Avez-vous des pistes pour faire bouger les lignes ?
Tant que le mot « cancer » aura des connotations mortifères, on aura du mal à se faire entendre. Je crois beaucoup en la mobilisation des patients. Quand les entreprises ressentent des pressions, elles finissent par faire évoluer leur organisation. J’insiste sur le fait que travailler ou retravailler n’est en aucun cas une négation du fait qu’on est malade. De plus, les enjeux ne sont pas que philosophiques, ils sont aussi économiques et financiers, car le changement de regard que j’appelle de mes vœux aurait pour vertu de coûter moins cher à la société. Tout cela demandera du temps, mais je reste très optimiste.
Une fois le diagnostic réalisé, faut-il, selon vous, parler de son cancer dans son entourage professionnel ?
Pour ma part, j’ai choisi de ne pas le faire tant que je n’étais pas guérie. Je ne souhaitais pas lire la commisération dans le regard des autres, sachant que c’est déjà suffisamment difficile de concilier sa maladie avec l’exercice d’une activité professionnelle. Mon silence a été une façon de m’aider moi même.
Le fait d’aller travailler me permettait de prendre de la distance par rapport à la maladie. Je reprenais mon « statut de malade » en rentrant chez moi le soir.
Ce n’est qu’une fois sortie d’affaire que j’ai communiqué sur mon cancer, car à partir de ce moment là, j’avais de nouveau la maîtrise. Force est de reconnaître qu’il y a encore beaucoup de tabous sur le cancer. C’est un mot terrible, avec des connotations terribles, même si aujourd’hui, grâce aux progrès scientifiques, ce n’est plus une fatalité.

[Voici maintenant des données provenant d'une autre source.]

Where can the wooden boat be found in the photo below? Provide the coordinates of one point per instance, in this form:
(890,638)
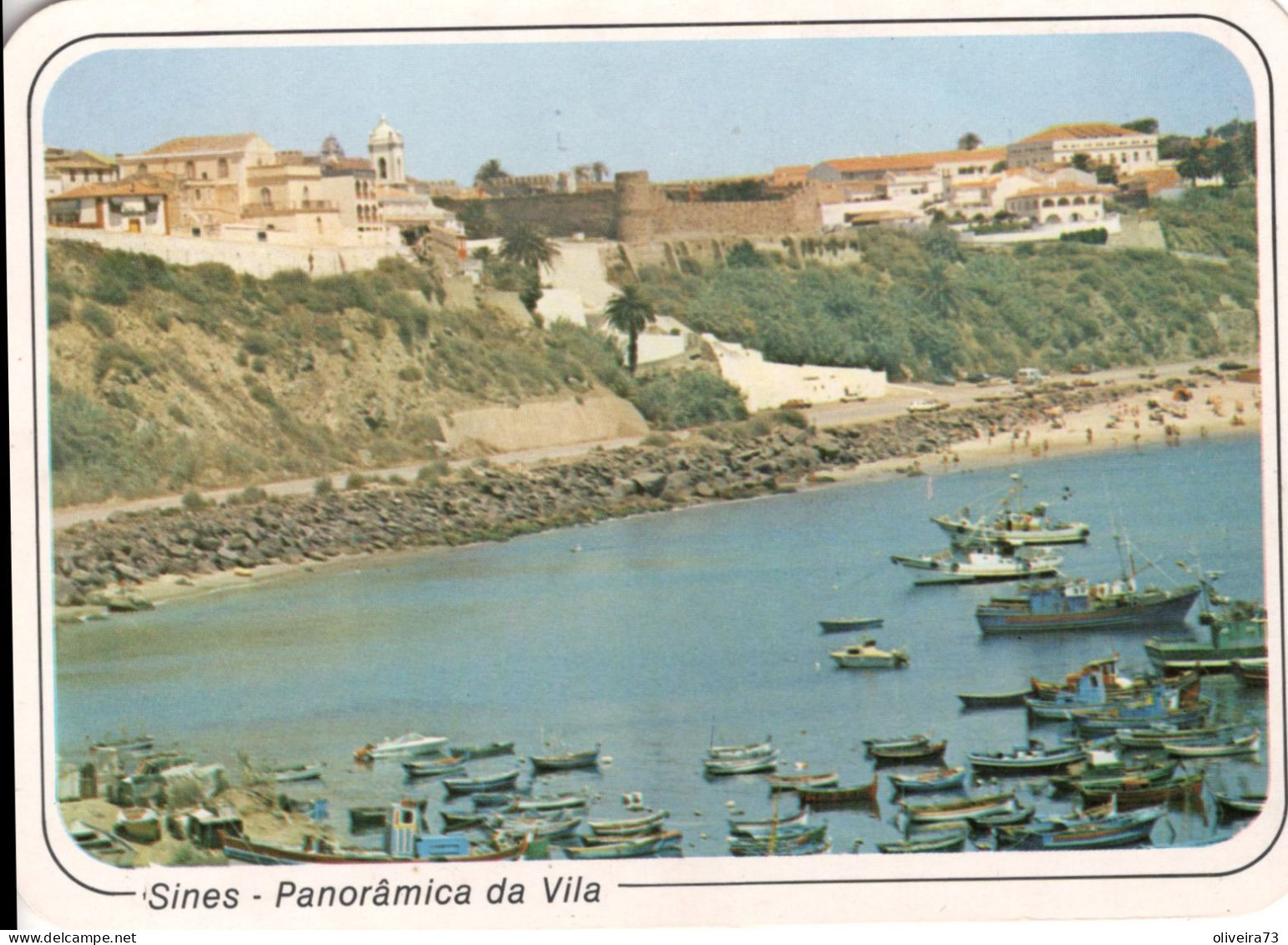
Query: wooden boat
(1131,795)
(722,767)
(629,826)
(926,750)
(621,850)
(941,779)
(1245,744)
(981,565)
(931,841)
(1012,525)
(567,761)
(778,783)
(470,785)
(453,765)
(993,700)
(1024,761)
(852,623)
(1107,831)
(839,797)
(865,655)
(403,747)
(1235,632)
(959,809)
(299,773)
(1240,805)
(759,828)
(758,748)
(489,749)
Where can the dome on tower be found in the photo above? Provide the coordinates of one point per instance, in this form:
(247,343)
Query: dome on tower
(383,135)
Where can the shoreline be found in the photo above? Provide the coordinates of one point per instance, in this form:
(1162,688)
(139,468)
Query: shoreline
(1062,432)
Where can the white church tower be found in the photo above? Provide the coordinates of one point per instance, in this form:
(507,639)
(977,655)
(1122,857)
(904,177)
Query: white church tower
(387,154)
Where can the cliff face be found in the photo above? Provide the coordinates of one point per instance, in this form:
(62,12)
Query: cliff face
(169,378)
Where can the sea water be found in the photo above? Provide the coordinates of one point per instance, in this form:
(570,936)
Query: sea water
(655,636)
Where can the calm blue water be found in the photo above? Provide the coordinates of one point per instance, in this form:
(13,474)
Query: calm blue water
(658,634)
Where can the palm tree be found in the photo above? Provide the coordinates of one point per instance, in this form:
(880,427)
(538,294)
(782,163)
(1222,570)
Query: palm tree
(630,313)
(528,245)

Ca ne doit pas être évident de « donner le change » quand on est malade et qu’on souhaite que les gens ne le sachent pas…
Quand je suis entrée à l’hôpital, je me sentais très bien. Puis le diagnostic est tombé. On bascule dans la maladie de manière extrêmement brutale. Le choix d’une perruque est une étape très rude. Et puis il y a la fatigue. Une fatigue assommante. Tout prend plus de temps (le fait de se maquiller par exemple). La maladie ne se fait pas oublier. Toutefois, j’ai perçu comme une aide le fait de continuer à travailler et précisément, de ne pas m’apesantir sur ce que je traversais.
Etes-vous consciente d’être très courageuse ?
Je pense que la maladie rend humble et modeste. Sachant que ma propre mère avait été touchée par un cancer, et que pour ma part, je déteste parler de la maladie et de la mort, j’aurai pu tomber dans une angoisse totale. Pourtant j’ai eu envie de me battre. Je ne me suis pas écroulée car je savais que j’avais un combat à mener.
On ne sait jamais à l’avance comment on va supporter tout ça, ni sur le plan physique, ni sur le plan moral. J’ai vu des gens très forts s’effondrer. Le rapport à la maladie est quelque chose d’éminemment personnel.